C’EST MOI

Wer mich nur von Weitem kennt, meint, ich ginge nackt über die Straße. Also literarisch betrachtet. Weil ich beim Schreiben stets mehr von mir zeige als mein Outfit.

Dabei trage ich die meiste Zeit einen Pyjama. Ich mache um 11 Uhr Feierabend. Morgens. Am kreativsten bin ich, wenn alle schlafen. Dann trinke ich Tee mit den Eichhörnchen, meditiere mit den Meisen und schreibe zehntausend Zeichen ohne ein einziges Mal Luft zu holen. Nennt sich Apnoe-Texten, und ist, neben Hirn zermartern, eines meiner Hobbies. Den Rest des Tages koche ich Kaffee ohne Kaffeepulver, mache mit meinen Monstera-Ablegern Deep-Talk, chante und chatte, poliere die Bude und meine Aura, räuchere Vintage-Dior Taschen, damit sie nicht mehr riechen wie nasse Bobtails, schaue den Schiffen im Hafen zu, weil mir dort immer so viel Schönes ins Fahrradkörbchen fällt, brause über die Reeperbahn nach Hause, halte achtsam die Hand auf die Geschenke des Himmels, um sie bloß nicht auf halber Strecke vor der Boutique Bizarre zu verlieren. An anderen Tagen sind Ideen wie Katzen oder Blödmänner: Kommen nur zu mir, wenn ich sie links liegen lasse.

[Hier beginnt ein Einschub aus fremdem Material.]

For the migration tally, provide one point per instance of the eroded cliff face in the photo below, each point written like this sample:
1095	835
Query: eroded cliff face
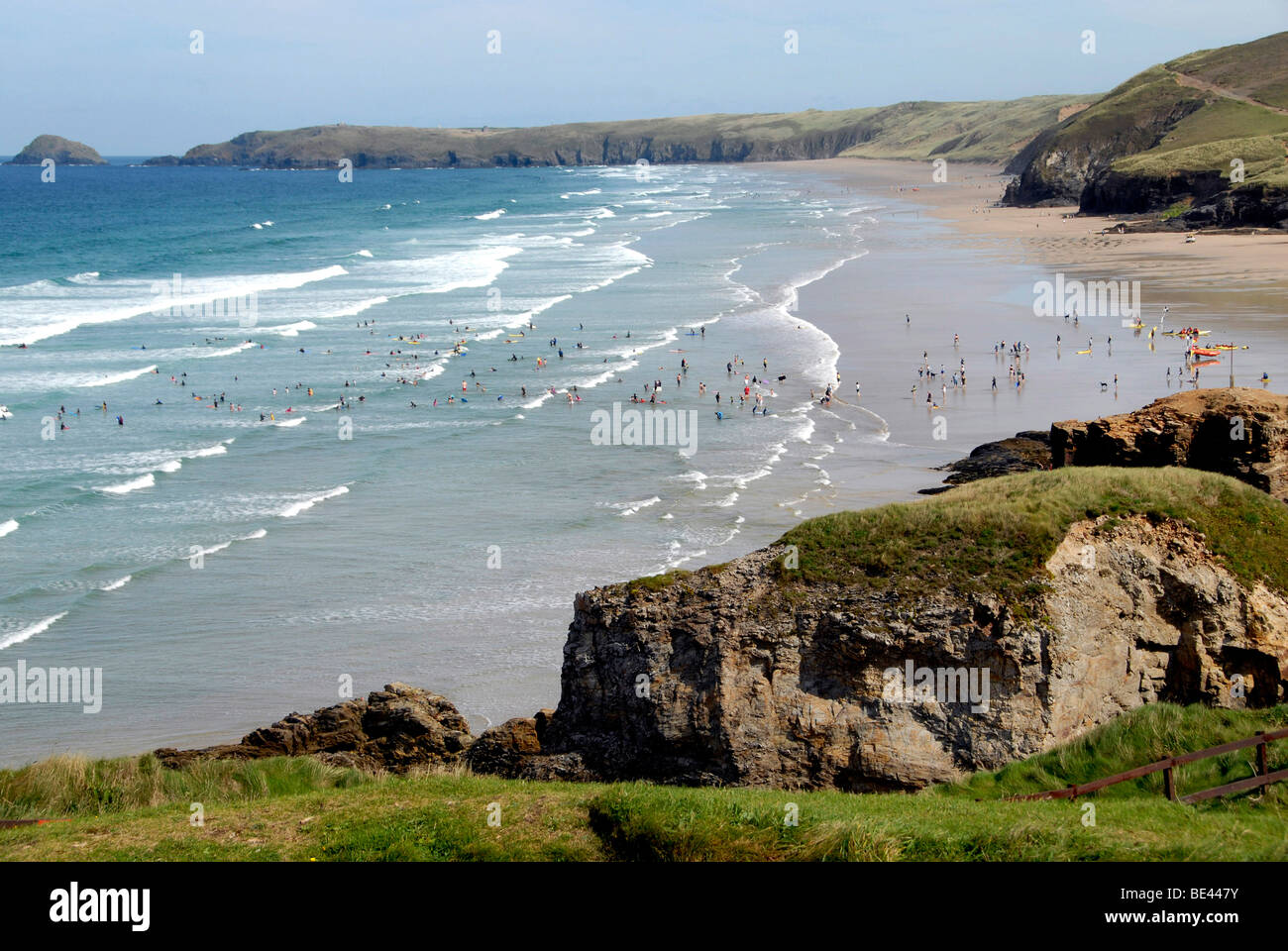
738	676
1237	432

Ich habe den schönsten Schreibtisch der Welt, und habe ganze Bücher im Schneidersitz, gekrümmt auf dem Teppich getippt. Manchmal esse ich Lakritzschnecken bis mir schlecht und der Text richtig gut ist. Manchmal frage ich mich, wer meine Bücher, meine unzähligen Kolumnen, die ganzen Artikel eigentlich geschrieben hat, weil ich, nein, ich war es nicht. Jedenfalls kann ich mich nicht daran erinnern. Vielleicht ist das Schreiben wie Kinderkriegen, man muss den Geburtsschmerz vergessen, sonst würde man nie den Mut haben, noch eins zur Welt zu bringen. Der erste Satz, den ich mir jeden Morgen sage, lautet: I am beautiful, I am bountiful, I am blissful. Egal, ob ich es mir glaube oder nicht. Und der letzte, den ich mir kurz vorm Einschlafen ins Ohr flüstere: Morgen machst Du bessere Fehler.

Lass' Dein Mantra immer lauter als Deine Geister sein.